9 killer creative distortion tricks you need to try
Advanced mixing and sound design tips to fire up your signals
1. Driving delay and reverb
If your overly clean reverb or delay signals need a splash of colour, load them on an auxiliary return track containing a saturation or distortion plugin. By placing the distortion effect after the delay or reverb, you can dial in varying shades of colour: gentle saturation will bring up low-level detail and flatten your reverb or delay’s dynamics; while more assertive drive will result in face-melting, over-the-top distorted tails or repeats.
Placing the distortion stage before the ’verb or echo will coat the driven dry signal in clean ambience. Use subtle settings to spice up tame vocals and synth stabs, or heavily distort a parallel synth signal into gigantic reverb to design gnarly ‘foghorn’ bass sounds.
2. Make some noise
Need a simple, effective way to colour one-shot samples? Simply layer some kind of noise signal underneath, then group with the original signal and distort the two layers together as one.
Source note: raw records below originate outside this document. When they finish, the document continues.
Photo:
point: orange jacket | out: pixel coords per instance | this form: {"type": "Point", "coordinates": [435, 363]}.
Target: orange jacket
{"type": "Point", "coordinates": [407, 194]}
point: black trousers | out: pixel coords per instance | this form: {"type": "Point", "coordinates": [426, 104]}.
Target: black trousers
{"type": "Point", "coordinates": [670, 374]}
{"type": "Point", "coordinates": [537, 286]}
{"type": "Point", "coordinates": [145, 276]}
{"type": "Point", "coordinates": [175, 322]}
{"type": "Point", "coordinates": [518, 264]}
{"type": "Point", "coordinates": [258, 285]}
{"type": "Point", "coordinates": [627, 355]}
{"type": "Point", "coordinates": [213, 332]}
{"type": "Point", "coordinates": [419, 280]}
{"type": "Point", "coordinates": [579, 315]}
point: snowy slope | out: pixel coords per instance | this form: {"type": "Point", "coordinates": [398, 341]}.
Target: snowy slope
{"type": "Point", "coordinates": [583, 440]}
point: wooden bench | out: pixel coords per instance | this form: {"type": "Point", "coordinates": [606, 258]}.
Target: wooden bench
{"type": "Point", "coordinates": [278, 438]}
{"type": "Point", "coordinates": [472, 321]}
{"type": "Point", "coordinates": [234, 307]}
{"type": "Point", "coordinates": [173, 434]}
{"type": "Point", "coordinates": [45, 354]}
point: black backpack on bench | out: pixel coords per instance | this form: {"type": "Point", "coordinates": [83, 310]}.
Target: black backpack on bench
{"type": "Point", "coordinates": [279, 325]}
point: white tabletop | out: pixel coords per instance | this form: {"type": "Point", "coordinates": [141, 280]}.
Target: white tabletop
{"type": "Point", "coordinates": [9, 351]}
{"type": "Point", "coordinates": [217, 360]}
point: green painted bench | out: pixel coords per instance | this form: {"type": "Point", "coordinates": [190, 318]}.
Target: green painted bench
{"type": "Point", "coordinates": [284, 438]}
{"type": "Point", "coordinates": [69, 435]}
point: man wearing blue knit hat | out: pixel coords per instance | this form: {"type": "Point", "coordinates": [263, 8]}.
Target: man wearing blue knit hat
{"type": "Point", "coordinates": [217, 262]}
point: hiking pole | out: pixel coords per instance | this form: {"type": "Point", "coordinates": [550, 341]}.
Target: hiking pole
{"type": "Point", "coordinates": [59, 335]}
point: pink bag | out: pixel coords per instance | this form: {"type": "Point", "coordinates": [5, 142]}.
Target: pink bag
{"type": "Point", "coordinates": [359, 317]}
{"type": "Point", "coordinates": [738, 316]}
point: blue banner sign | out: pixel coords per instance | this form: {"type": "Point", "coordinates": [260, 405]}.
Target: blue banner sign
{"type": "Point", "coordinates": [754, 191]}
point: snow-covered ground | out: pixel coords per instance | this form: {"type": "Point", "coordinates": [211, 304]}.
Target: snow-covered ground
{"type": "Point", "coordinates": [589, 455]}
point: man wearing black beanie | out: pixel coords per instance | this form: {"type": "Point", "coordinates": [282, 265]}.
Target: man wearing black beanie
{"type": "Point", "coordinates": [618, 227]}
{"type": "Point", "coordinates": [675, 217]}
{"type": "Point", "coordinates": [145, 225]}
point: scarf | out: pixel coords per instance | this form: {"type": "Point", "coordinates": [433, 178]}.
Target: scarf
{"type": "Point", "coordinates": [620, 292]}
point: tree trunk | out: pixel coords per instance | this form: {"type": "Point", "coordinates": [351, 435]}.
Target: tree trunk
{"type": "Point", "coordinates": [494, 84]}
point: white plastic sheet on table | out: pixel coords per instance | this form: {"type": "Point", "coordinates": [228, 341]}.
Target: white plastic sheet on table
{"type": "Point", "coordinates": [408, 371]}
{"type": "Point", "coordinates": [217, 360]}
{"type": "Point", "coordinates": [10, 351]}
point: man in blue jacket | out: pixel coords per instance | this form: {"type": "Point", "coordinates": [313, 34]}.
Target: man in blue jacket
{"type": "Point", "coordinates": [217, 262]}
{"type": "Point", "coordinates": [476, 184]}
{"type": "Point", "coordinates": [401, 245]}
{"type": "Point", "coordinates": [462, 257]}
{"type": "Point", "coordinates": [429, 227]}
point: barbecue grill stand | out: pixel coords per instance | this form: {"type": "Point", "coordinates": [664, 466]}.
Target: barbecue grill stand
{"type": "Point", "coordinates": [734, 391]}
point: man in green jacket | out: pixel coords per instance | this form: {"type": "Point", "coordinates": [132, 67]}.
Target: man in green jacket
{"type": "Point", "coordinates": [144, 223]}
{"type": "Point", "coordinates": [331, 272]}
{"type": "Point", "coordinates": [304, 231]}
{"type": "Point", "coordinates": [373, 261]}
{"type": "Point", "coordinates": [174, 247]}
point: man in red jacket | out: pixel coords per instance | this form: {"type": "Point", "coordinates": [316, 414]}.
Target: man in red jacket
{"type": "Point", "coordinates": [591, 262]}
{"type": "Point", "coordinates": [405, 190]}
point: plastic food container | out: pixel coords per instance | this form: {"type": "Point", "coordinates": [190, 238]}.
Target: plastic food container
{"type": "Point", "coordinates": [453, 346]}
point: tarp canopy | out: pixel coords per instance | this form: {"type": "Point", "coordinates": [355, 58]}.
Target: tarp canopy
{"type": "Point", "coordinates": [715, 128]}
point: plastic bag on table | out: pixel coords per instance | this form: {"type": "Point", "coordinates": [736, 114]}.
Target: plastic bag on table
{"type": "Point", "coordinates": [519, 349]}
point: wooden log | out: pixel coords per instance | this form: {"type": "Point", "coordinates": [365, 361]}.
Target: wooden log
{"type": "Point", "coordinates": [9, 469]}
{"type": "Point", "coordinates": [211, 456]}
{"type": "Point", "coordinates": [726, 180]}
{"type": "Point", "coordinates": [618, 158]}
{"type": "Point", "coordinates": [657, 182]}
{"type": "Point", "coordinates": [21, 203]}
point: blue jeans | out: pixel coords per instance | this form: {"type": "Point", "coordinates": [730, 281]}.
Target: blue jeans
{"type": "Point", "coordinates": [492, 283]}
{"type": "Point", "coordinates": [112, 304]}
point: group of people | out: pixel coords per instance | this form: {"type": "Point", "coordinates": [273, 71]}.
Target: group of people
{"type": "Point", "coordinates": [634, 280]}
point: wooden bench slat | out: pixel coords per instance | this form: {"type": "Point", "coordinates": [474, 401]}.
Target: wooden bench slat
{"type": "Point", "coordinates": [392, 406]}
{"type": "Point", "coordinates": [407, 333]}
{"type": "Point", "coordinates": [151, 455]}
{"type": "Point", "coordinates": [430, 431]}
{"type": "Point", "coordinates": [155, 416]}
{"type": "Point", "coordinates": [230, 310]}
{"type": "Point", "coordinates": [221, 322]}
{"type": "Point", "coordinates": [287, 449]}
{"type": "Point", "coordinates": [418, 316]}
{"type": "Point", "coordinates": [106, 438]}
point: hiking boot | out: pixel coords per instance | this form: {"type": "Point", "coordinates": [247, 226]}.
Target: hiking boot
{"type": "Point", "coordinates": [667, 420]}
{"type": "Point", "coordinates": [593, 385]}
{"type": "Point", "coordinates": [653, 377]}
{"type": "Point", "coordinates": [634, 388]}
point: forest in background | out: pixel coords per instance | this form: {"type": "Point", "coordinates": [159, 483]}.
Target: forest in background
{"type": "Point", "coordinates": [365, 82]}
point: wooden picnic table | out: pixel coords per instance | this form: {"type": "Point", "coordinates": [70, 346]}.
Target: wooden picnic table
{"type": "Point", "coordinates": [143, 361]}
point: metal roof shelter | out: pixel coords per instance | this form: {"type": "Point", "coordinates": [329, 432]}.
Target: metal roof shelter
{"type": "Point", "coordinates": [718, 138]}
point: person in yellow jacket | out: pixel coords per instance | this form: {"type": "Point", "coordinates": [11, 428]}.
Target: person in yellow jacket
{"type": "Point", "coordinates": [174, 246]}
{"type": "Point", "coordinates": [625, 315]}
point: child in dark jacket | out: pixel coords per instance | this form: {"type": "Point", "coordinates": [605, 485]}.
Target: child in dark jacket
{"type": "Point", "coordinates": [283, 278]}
Pristine drum hits instantly sound more lo-fi and ‘sampled’ if you crunch them into some vinyl crackle, while digital synths can be shuttled back in time by distorting them alongside a slathering of tape hiss or hum.
3. Parallel excitement
Step 1: Start by loading a saturator onto your drums. If your plugin allows, flip through its different saturation flavours to find one that suits – in this example, we’ve plumped for Softube Harmonics’ Transformer mode, which has a chunky, rich sound with sufficient high-frequency sweetness and depth.
Step 2: Push your plugin’s saturation amount up to drive your beats hard. Many distortion plugins feature a ‘tone’ control for tilting the frequency response of the overdriven signal. Here, Harmonics’ Character gives us a brighter sound when cranked up. A setting of 8 brightens our beats without ear-shredding side effects.
Step 3: To retain transient detail and cleanliness, pull your saturator’s wet/dry mix control right back to blend the smashed signal with the dry signal. Here, around 20% is enough. If you need to focus the effect around the high-mid region even more, reach for your drive plugin’s high- and low-pass filters.
4. A bit dirty
One of the most creative, striking ways to use distortion is in the no-holds-barred realm of sound design. Using the right distortion, you can generate atmospheric effects and synth-style tones from the simplest of source sounds.
Digital distortion treatments are particularly useful for generating new timbres. As you reduce the bitrate of an audio signal, its detail will disappear, leaving behind an aliased, crunchy sound. Try harshly bitcrushing a drum loop until the percussion takes on a synthetic, ‘blocky’ quality. Afterwards, cut out the best bits to use as one-shot zap sounds, then load them into a sampler with a splash of delay after to create unique synthetic bleeps ’n’ bloops that can be played back chromatically.
You can also make superb cinematic-style effects with overt distortion. Sending a reverb-soaked kick drum to a forceful distortion aux will give the hit some assertive power and bite. Place a sidechain compressor – triggered by the dry signal – after the distortion to duck the driven signal, retaining some of the clean sound amid the smashed, swelling tail.
5. Spot distortion
You can create a quick edit in your latest arrangement by copying a piece of audio to a separate channel, then heavily distorting it. You could, for example, crunch up the final snare of an eight- or 16-bar section, or blend some parallel distortion over certain bass notes to help them poke above the cleaner notes.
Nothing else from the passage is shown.